『明日へのベクトル』 地域の資源を見つめ直したい。 マーケティングプランナー 臼井 栄三



秋の味覚を楽しもうと、ケーキ屋に行った。栗が美味しい季節、ねらいは当然モンブランである。並んだケーキの中に二種類のモンブランがあった。ほぼ同じ大きさで片方は400円台、もう一方は600円台である。後者のモンブランには「やまえ栗使用」と書かれていた。このやまえ栗には、挫折と復活の印象深いストーリーがある。
やまえ栗は熊本県南部の山江村で産出される。土壌に恵まれた南向きの傾斜地で栽培され、朝夕の寒暖差で糖度の高い栗が生まれる。剪定や下草刈り、収穫の仕方など手間暇かけられた栗は「日本一」と言ってもいいだろう。昭和50年代、やまえ栗は昭和天皇への献上栗になるほど、絶対の品質を誇っていた。
しかし、約30年前の平成4年に地域一帯の農協が統合され、山江村のJAは消滅。やまえ栗という名前は使われなくなり、周辺産の他の栗と混ぜられて「球磨栗」として出荷された。当然のことながら卸値は急落。これでは生活できないと、山江村では栗農家を諦める人も出てきてしまった。やまえ栗は消滅の危機にさらされていた。

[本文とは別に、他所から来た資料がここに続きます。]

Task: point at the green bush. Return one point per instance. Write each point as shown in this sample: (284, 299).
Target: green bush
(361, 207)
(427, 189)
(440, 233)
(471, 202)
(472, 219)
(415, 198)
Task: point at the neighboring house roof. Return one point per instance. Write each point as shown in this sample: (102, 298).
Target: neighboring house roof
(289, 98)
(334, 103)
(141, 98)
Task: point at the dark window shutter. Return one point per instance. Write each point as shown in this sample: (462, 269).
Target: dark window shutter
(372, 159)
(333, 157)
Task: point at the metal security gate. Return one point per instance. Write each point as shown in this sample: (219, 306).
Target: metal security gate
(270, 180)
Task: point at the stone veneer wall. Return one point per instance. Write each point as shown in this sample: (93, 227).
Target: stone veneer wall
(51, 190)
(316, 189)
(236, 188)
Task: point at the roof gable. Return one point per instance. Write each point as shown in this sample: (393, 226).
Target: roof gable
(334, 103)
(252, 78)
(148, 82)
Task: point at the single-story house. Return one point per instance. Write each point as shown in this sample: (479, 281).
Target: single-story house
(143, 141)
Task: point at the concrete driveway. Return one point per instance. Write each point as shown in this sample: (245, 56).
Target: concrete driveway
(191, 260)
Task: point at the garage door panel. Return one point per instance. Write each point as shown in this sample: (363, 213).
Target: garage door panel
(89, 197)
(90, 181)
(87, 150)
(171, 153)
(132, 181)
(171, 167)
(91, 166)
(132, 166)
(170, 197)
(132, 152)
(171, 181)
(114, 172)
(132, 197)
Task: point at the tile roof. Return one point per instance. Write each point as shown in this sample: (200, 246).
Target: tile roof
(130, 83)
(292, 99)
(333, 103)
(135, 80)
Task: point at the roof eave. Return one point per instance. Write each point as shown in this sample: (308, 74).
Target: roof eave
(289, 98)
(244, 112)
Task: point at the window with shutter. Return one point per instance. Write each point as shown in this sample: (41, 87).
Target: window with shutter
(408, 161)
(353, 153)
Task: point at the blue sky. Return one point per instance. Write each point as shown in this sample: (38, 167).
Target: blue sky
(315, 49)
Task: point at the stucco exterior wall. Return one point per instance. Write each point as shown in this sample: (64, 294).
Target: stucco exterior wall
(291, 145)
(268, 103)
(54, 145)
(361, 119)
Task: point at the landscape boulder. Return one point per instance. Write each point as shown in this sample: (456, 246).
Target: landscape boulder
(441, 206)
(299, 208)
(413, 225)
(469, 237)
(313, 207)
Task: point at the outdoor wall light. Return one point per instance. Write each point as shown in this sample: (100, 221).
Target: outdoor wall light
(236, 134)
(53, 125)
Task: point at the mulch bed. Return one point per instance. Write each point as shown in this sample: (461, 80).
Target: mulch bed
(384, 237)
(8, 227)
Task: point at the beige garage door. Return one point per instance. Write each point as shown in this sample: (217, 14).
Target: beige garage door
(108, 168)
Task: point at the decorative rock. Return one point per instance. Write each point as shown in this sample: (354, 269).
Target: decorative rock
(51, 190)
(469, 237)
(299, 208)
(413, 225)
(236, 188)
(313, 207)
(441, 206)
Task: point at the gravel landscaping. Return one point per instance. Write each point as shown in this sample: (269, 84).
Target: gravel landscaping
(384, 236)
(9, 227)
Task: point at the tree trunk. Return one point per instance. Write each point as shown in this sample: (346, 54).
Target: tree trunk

平成21年、地元出身の一人の男性がやまえ栗復活ののろしを上げる。会社名を「やまえ堂」として、村の小さな農家から仕入れ、やまえ栗を使った商品開発を始めた。やまえ栗独特の渋皮煮、栗きんとん、はじけ栗を使ったかりんとう「栗んとう」などが、少しずつ人びとの人気を集めていく。フラッグシップとして1個2,000円の栗を発売し、テレビで話題を呼んだこともある。
有名レストランやJALファーストクラスの機内食デザートにも採用されるなど、栄光のブランド「やまえ栗」は復活。今では100軒以上の農家が、やまえ堂に栗を納めている。復活の仕掛け人は、いま栗農家の後継者づくりをはじめ、栗農家支援に乗り出している。
この半世紀のやまえ栗の浮沈は、私たちに「地域でできること」の示唆を与えている。地域の資源を見つめ直すことで、地域の宝を大きく育てられないか。私たちの眼力と実行力が問われている。